Lusk United AFC will provide an induction pack to all new volunteers/coaches which will familiarise them with Club rules, policies and procedures and expected codes of behaviour for children, coaches and parents/spectators. Specifically in relation to those with no soccer background, the Committee have introduced a “Buddy” system whereby new members will accompany one of our existing coaches for a period, during which they can familiarise themselves with the Club and its members adult and children and introduce them to some basic training routines and practice models.


The Committee of Lusk United AFC recognise the value of having appropriately qualified personnel in the club, and therefore will endeavour to support any of our coaches in the coach education process. At no time will any coach, manager, volunteer be expected to work or deal with any problem alone and they will be assured of Committee assistance and support at all times. Also, coaches, managers and volunteers are encouraged to share ideas, expertise and support other club personnel in any way they can.

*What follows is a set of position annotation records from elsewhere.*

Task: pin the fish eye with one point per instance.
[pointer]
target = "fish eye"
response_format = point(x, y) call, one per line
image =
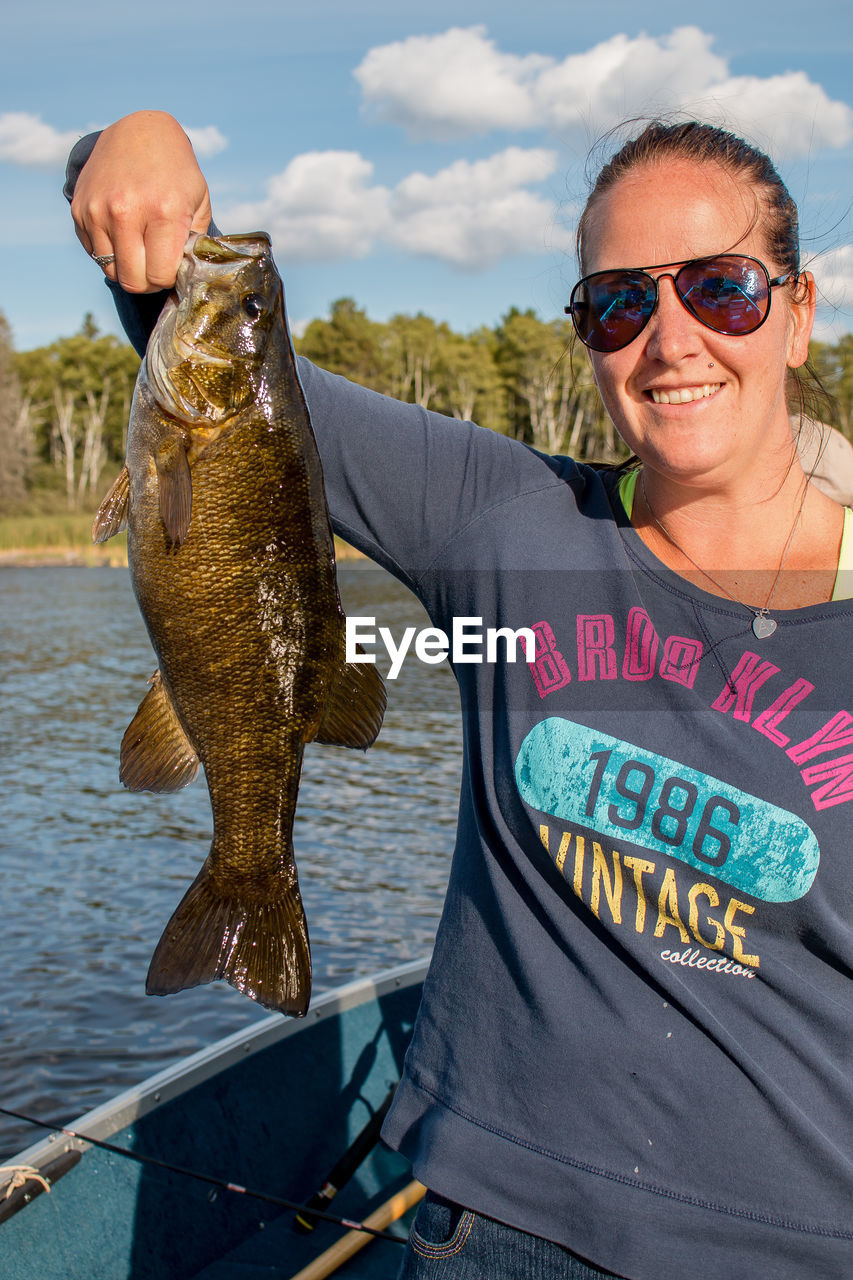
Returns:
point(254, 305)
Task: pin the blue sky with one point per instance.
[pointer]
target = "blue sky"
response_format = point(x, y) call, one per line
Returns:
point(413, 156)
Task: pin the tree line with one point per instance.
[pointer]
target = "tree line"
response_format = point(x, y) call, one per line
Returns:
point(64, 407)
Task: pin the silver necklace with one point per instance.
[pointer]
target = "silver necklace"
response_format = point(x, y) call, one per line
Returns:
point(762, 625)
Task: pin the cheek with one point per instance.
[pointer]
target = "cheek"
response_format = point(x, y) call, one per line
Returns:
point(611, 374)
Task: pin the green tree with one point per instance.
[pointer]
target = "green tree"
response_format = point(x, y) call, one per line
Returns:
point(80, 389)
point(469, 379)
point(16, 437)
point(347, 343)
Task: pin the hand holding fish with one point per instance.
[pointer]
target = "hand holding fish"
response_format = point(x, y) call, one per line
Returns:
point(138, 199)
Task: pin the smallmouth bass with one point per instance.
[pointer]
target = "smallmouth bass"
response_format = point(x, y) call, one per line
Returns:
point(232, 562)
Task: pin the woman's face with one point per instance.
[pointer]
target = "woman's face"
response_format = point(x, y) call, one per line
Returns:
point(671, 214)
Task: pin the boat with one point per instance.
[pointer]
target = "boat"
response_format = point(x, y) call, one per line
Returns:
point(197, 1173)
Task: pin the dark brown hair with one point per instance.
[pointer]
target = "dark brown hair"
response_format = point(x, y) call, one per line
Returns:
point(776, 213)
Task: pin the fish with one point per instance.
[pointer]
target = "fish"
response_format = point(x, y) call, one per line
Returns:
point(232, 562)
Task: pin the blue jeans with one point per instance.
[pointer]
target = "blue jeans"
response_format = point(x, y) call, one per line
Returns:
point(448, 1242)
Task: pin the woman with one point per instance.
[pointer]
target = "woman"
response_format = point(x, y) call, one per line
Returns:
point(634, 1046)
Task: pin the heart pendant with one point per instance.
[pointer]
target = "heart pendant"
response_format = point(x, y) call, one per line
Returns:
point(762, 626)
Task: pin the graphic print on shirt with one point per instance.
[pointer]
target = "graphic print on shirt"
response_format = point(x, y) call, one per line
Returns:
point(614, 808)
point(625, 792)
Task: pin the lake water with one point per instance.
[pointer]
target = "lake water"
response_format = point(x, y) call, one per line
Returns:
point(90, 872)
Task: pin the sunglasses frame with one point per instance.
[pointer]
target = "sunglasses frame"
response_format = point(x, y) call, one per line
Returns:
point(674, 278)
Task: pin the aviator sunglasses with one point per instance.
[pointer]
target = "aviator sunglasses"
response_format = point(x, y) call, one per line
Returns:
point(728, 293)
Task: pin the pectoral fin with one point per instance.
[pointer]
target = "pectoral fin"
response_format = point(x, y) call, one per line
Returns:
point(176, 488)
point(156, 754)
point(112, 513)
point(355, 707)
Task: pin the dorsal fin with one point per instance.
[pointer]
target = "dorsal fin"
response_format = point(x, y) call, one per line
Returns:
point(355, 707)
point(156, 754)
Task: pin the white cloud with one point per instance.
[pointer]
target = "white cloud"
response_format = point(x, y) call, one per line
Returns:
point(834, 278)
point(459, 82)
point(319, 208)
point(206, 141)
point(452, 83)
point(26, 140)
point(470, 215)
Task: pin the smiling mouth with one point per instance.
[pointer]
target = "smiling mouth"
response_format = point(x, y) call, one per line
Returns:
point(683, 394)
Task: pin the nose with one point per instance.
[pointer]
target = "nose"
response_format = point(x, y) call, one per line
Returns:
point(673, 334)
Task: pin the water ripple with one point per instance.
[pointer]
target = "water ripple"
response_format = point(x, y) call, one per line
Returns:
point(92, 872)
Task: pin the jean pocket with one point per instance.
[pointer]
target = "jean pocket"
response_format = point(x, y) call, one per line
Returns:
point(441, 1228)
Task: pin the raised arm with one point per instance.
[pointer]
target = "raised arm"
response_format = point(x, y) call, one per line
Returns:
point(138, 196)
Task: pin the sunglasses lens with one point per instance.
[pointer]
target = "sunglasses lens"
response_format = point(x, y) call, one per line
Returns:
point(729, 295)
point(611, 307)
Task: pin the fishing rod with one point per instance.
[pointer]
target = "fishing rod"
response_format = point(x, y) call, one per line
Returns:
point(219, 1183)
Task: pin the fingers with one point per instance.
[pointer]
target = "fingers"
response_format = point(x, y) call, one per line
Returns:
point(138, 197)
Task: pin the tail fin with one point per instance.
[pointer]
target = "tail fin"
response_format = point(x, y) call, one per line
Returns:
point(260, 947)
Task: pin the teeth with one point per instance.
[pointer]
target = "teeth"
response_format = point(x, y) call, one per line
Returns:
point(683, 394)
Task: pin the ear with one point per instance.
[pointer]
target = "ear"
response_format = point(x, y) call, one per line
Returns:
point(801, 319)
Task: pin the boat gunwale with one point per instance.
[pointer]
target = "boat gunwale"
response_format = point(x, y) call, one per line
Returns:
point(170, 1082)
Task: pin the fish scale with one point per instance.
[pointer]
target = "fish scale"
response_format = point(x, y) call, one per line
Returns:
point(232, 561)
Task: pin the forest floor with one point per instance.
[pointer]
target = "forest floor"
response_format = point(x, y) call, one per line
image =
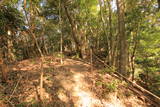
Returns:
point(72, 84)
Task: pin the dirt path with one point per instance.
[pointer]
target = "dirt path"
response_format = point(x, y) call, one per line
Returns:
point(69, 85)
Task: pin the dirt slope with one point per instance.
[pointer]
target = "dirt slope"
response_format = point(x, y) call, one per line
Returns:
point(69, 85)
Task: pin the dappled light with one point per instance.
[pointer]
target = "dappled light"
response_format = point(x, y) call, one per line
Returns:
point(79, 53)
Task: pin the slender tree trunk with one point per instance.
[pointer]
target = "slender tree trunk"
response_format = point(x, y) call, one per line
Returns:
point(74, 33)
point(122, 66)
point(30, 31)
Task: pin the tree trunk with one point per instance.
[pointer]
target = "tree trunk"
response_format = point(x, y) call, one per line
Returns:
point(74, 33)
point(122, 66)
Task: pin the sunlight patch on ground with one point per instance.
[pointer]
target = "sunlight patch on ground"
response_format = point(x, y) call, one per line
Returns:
point(85, 97)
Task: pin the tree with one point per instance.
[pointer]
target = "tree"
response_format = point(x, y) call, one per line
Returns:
point(122, 65)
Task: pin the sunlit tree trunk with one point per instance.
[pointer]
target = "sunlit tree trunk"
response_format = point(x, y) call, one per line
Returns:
point(74, 32)
point(122, 65)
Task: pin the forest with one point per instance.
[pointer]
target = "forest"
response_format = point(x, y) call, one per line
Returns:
point(79, 53)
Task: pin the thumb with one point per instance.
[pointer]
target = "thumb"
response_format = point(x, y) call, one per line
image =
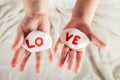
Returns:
point(18, 40)
point(93, 38)
point(57, 45)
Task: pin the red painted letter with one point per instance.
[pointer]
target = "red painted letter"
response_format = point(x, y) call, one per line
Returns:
point(28, 44)
point(68, 36)
point(75, 39)
point(40, 43)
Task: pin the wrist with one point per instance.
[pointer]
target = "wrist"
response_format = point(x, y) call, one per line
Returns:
point(32, 7)
point(81, 19)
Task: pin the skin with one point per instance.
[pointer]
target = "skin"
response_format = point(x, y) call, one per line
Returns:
point(36, 18)
point(81, 19)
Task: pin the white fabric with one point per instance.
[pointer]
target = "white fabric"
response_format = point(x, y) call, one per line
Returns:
point(98, 64)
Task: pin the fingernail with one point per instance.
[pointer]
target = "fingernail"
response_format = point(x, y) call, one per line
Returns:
point(60, 64)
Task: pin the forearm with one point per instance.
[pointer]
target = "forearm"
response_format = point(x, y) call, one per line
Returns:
point(36, 6)
point(85, 9)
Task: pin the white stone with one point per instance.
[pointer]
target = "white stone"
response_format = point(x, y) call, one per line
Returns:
point(37, 37)
point(74, 43)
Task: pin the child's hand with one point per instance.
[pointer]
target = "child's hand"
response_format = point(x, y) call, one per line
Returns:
point(84, 27)
point(29, 23)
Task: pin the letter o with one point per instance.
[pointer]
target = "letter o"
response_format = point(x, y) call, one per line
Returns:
point(40, 43)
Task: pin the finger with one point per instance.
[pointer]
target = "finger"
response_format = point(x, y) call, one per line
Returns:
point(63, 55)
point(79, 57)
point(50, 54)
point(18, 40)
point(23, 63)
point(38, 59)
point(71, 59)
point(16, 56)
point(59, 42)
point(97, 41)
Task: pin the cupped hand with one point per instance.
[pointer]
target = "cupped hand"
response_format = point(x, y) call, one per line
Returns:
point(77, 54)
point(29, 23)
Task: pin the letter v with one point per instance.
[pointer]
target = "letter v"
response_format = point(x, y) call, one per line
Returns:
point(28, 44)
point(68, 36)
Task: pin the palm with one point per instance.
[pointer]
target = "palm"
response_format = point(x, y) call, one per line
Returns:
point(28, 24)
point(80, 25)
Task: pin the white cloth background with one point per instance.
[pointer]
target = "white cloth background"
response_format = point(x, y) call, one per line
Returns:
point(98, 64)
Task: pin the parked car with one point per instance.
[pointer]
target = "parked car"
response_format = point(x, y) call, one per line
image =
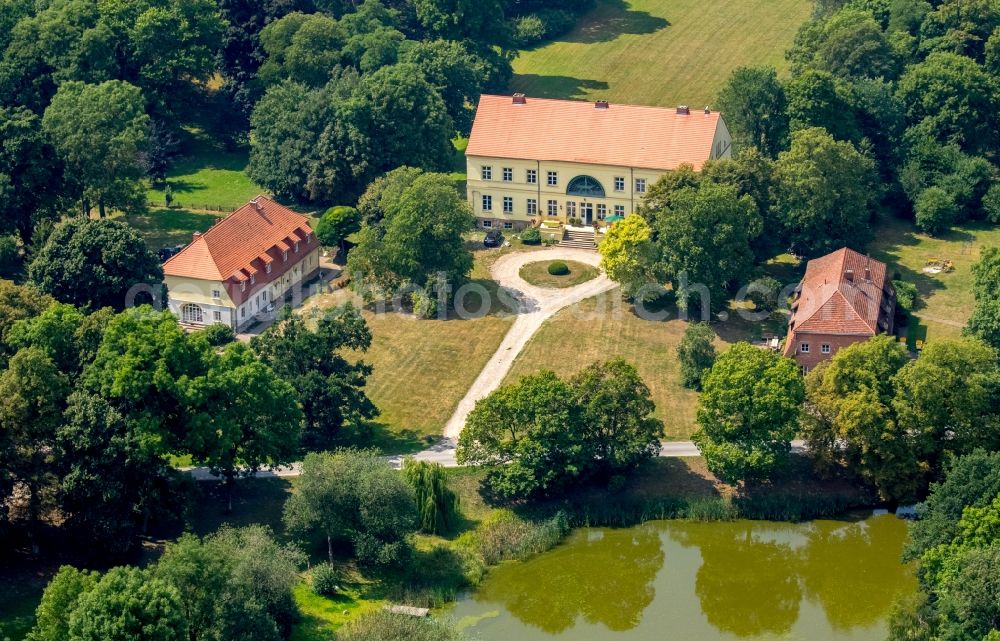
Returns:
point(493, 238)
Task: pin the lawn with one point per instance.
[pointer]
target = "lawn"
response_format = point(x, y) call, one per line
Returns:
point(422, 368)
point(945, 300)
point(538, 274)
point(168, 227)
point(208, 177)
point(660, 52)
point(587, 332)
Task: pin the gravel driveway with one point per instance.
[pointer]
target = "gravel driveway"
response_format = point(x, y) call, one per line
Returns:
point(537, 304)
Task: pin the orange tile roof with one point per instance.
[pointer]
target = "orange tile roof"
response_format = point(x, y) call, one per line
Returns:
point(231, 247)
point(576, 131)
point(841, 293)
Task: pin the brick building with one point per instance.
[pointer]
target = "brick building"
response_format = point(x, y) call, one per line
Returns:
point(844, 298)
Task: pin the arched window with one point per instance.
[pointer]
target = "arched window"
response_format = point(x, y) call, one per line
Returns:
point(191, 313)
point(585, 186)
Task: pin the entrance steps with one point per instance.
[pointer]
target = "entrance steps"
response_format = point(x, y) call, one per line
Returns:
point(578, 238)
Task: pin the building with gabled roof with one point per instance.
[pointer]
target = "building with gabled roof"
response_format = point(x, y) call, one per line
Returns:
point(845, 297)
point(242, 265)
point(537, 159)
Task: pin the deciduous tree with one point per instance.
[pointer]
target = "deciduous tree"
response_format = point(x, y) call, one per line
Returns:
point(99, 132)
point(97, 263)
point(748, 413)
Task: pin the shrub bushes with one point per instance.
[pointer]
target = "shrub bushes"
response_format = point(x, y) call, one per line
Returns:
point(558, 268)
point(531, 236)
point(325, 579)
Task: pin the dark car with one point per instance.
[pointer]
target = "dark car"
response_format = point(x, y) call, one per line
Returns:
point(493, 238)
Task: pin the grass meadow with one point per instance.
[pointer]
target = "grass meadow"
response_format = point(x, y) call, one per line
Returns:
point(660, 52)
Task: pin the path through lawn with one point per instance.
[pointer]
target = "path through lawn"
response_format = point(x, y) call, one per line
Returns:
point(660, 52)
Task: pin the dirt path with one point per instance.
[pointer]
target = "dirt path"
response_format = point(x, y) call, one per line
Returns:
point(536, 305)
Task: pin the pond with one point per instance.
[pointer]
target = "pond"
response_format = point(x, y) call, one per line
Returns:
point(826, 580)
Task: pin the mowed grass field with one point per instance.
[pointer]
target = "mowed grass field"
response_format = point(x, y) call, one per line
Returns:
point(945, 300)
point(660, 52)
point(596, 329)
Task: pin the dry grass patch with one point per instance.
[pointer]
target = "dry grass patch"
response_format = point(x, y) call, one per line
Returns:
point(945, 300)
point(601, 328)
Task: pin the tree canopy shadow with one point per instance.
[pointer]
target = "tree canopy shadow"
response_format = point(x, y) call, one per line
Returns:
point(564, 87)
point(611, 19)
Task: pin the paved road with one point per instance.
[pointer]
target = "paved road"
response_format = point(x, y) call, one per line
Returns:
point(536, 305)
point(444, 453)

All coaches/managers in Lusk United AFC have a responsibility to ensure the safety of the players with whom they work as far as possible within the limits of their control. Therefore coaches should seek to create a safe and enjoyable environment in which to play and train. (Clubs are advised to carry out a risk assessment in relation to premises, training facilities and equipment and implement appropriate safety rules)


In this respect:

  • Adequate supervision must be maintained at all times. Best practice advice would advocate adult:child ratios of 2 leaders to every 16 children (1:8), but no coach, manager or volunteer works alone

  • Regular safety checks should be carried out in relation to premises, training facilities and equipment. Ensure that the FAI Goalpost safety policy is strictly adhered to at all times

  • Lusk United AFC safety rules should be adhered to at all times

  • Parents/guardians should be informed of the starting and finishing times of training sessions and matches

  • A first aid kit should be available at all training sessions and matches and injuries should be recorded, with a note of action taken in relation to each one. Never play injured players

  • Parents/Guardians should be notified of injuries/illness which their children incur while participating in any Lusk United AFC soccer activity

  • Records of attendance should be maintained

  • Ensure the use of any recommended safety equipment



In Lusk United AFC the use of drugs, alcohol and tobacco shall be actively discouraged as being incompatible with a healthy approach to sporting activity.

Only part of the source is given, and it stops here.